In contrast, the insurance industry says the interim final rule encourages health care providers to join insurance plans and would not result in premium increases for consumers.

“This is the right approach to encourage hospitals, health care providers and health insurance providers to work together and negotiate in good faith,” said Matt Eyles, president and CEO of America’s Health Insurance Plans.

Potential roadblocks

Cassidy accused the administration of putting its thumb on the scale in favor of insurance companies and said that such favoritism could cause providers to file a lawsuit and delay the surprise billing ban’s implementation — an approach he does not support.

Perlman told investors that he anticipates litigation on surprise billing rule-making could take a long time.

“Depending on the outcome of legal disputes a new round of regulations may be promulgated, meaning the final resolution of these debates could potentially be years away,” Perlman’s investor note states.

If an outside group wanted to halt the rule-making process, it could try to make an Administrative Procedures Act claim against the agencies, arguing that using an interim final rule rather than the usual rule-making process was hasty and illegal, said Loren Adler, associate director of the University of Southern California-Brookings Schaeffer Institute for Health Policy.

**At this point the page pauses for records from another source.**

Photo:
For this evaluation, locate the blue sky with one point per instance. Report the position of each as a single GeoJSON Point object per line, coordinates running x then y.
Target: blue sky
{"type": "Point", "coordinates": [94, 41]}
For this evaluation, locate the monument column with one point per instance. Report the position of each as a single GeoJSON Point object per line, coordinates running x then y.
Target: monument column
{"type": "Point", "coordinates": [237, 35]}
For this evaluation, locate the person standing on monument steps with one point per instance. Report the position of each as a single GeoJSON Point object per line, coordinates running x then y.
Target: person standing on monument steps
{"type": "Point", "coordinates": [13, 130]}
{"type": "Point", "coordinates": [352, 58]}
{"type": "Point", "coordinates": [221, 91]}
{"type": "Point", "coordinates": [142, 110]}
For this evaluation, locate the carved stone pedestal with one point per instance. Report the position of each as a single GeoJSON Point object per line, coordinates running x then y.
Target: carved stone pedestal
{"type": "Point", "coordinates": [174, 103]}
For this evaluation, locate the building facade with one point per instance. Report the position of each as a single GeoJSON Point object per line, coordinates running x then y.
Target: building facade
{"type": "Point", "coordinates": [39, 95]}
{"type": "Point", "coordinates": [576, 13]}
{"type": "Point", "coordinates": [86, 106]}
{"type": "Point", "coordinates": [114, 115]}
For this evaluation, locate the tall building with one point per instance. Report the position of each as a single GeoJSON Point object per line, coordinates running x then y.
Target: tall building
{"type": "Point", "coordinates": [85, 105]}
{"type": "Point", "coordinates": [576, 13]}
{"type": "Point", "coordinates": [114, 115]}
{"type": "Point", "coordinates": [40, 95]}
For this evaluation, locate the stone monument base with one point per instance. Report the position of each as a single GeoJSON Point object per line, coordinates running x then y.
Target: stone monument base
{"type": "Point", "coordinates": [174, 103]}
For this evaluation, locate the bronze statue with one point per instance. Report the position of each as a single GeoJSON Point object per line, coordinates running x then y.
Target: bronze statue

But Adler said if such a lawsuit were to happen, the case in favor of an interim final rule would likely win because the law gave the administration only one year to implement the surprise billing law.

“I would be absolutely shocked if [courts] delayed implementation of the law. That seems just like not what any administration or lawmaker would want,” Adler said.

The interim final rule asks for comment on several policy details, so the agencies eventually will have to issue a final rule and could make changes. A final rule could be issued before the end of the year.

The agencies “indicated their clear intention to do the rule, the way that they wrote it, and I suspect there’s not a lot of interest in trying to take a different approach,” said Jack Hoadley, a research professor emeritus at the Georgetown University Center on Health Insurance Reforms.